Pachá: still crazy after all these years
A new documentary looks at the life and times of the brand’s founder, Ricardo Urgell
The 45-minute conversation explored a number of issues, from the correlation between the current situation of Pachá Sitges and the rise of Catalan independence, his regrets about not having behaved more like a gangster, and his belief that only at night can one know the true nature of people. Two minutes after he hung up the phone, however, Ricardo Urgell, the 75-year-old founder of the Pachá chain of nightclubs, calls his interviewer back.

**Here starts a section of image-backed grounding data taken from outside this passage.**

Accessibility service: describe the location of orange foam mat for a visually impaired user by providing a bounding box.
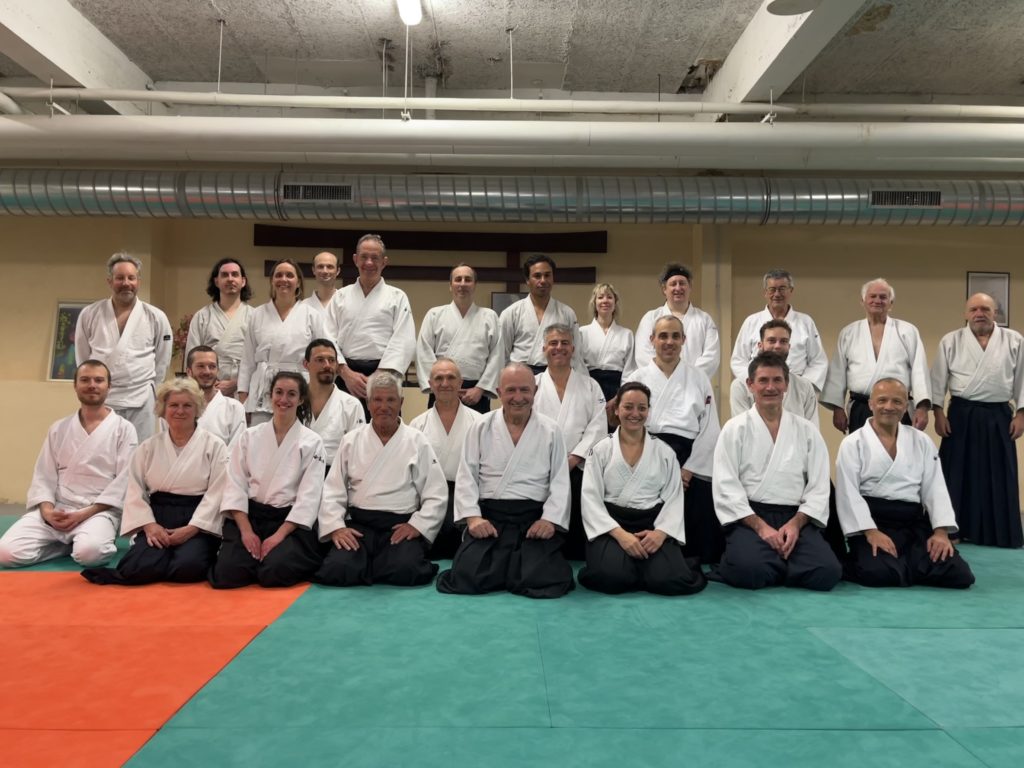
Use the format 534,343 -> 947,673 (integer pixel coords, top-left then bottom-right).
0,572 -> 308,626
0,729 -> 154,768
0,624 -> 265,730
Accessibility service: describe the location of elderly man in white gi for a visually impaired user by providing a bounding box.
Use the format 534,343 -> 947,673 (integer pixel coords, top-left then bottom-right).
416,263 -> 503,415
186,258 -> 253,398
75,252 -> 172,441
437,363 -> 574,598
187,346 -> 246,446
822,278 -> 931,434
0,360 -> 137,568
932,293 -> 1024,548
315,371 -> 447,587
837,378 -> 975,588
712,353 -> 841,591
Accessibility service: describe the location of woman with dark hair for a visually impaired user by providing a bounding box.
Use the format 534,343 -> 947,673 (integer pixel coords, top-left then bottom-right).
82,378 -> 227,585
238,258 -> 327,425
578,381 -> 706,595
186,258 -> 253,397
210,371 -> 326,588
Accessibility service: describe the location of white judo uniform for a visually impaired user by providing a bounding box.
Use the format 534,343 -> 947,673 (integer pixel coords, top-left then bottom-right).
634,303 -> 720,379
729,307 -> 828,390
197,390 -> 247,447
416,302 -> 503,397
409,404 -> 483,482
533,370 -> 607,461
120,427 -> 228,537
581,433 -> 686,543
237,302 -> 327,418
319,423 -> 448,542
729,373 -> 820,427
302,293 -> 334,317
327,279 -> 416,374
0,409 -> 137,567
186,302 -> 252,383
75,298 -> 172,440
309,387 -> 366,462
932,325 -> 1024,406
580,320 -> 636,378
499,296 -> 583,369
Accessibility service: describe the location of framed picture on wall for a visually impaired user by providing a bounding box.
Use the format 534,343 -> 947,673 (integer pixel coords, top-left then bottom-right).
491,292 -> 527,315
49,302 -> 88,381
966,272 -> 1009,327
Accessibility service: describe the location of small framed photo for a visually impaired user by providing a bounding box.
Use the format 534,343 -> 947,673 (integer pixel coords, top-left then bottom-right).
967,272 -> 1009,326
491,292 -> 527,315
49,302 -> 89,381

“Look, the thing is that I pressed the play button to record the conversation, and I don’t know why, but nothing has been recorded,” he says. “Could you send me what you taped?” We tell him that we have been taking notes, that there is no recording. There is a silence. “The thing is,” Urgell finally replies, “it’s just that my children don’t trust me when it comes to what I might say in interviews – they think that I sometimes say too much. And, well, I wanted them to hear the conversation.”
Urgell invented going out as we know it, seemingly without making any effort or following any trend
On the eve of the premiere of the screening of the documentary Pachá, el arquitecto de la noche – or, Pachá, the architect of the night, which was shown on May 25 in Madrid’s Cine Capitol, later to be broadcast on Canal+ – Ricardo has once again taken on the media. In his own way, of course. While the documentary is interesting, dynamic, and filled with hilarious anecdotes about a career that began in Sitges in 1967 and that has converted Pachá into perhaps the most respected and global icon of nightlife on the planet, what its founder has to say about success bears no relationship to the usual clichés employed by such businessmen. He invented going out as we know it, and has been in fashion for almost 40 years, seemingly without making any effort or following any trend.
It could be argued that Pachá was the first global Spanish brand. But that’s not to say that Urgell is without criticism of his home country, and the way things are going politically. “To tell you the truth, I don’t know where this is all going to end. The people managing all this have no idea. I have never voted. Why am I going to vote for somebody I don’t know?” says Urgell, who has some 20 discotheques in 13 countries, a hotel, four restaurants, a boat, a record label, and even a fashion brand. In the coming years he hopes to have 25 hotels and 65 restaurants and nightclubs. “Having Pachá franchises is very difficult. If we were McDonald’s it would be much easier,” he confesses.
Only somebody of this stature would have dared, in 2013, when Las Vegas was challenging Ibiza as the world capital of dance music, to refuse to pay the astronomical fees of star DJs such as Tiësto or Swedish House Mafia (€100,000 a night). “Electronic music has not evolved in 20 years and is now fit only for idiots,” his younger brother, Piti, told The New York Times. It seems that loquaciousness is a family characteristic.
“I regret many things I have done and there are many things I wish I had done, but above all, I regret not having been more of a son-of-a-bitch,” says Ricardo. “I have had a very light touch, I’ve been very clean. And in this world you have to be dirty.”
The businessman then moves on to make a lengthy apology for his performance in the documentary.
Trailer for the Pachá documentary (Spanish language).
“The thing is that a lot of people are going to complain – all those I wasn’t able to mention because there wasn’t time or simply because I forgot. You’ll see, they’ll show the documentary and people will start calling me to say, ‘Ricardo, you didn’t talk about me!’” Urgell doesn’t like this, because if Pachá is famous, it is not just for attracting A-listers of all kinds – can there be a celebrity who hasn’t spent an evening at one of his discos? – but for the way he has treated them.
And of course, this is where Ricardo’s personality comes in. “As far as I am concerned, they are all equal. Rich and poor. Everybody is treated the same, and the idea is to give people freedom, within certain rules, and let’s face it, if there’s one thing we have too many of these days, it’s rules. There’s even talk of stopping people from fucking in discotheques! Don’t get me wrong, but under Franco, nobody took any notice of us and everything was much more free. Today, what you can do with your business depends on whether you are friends with an important politician. And I don’t have any friends like that.”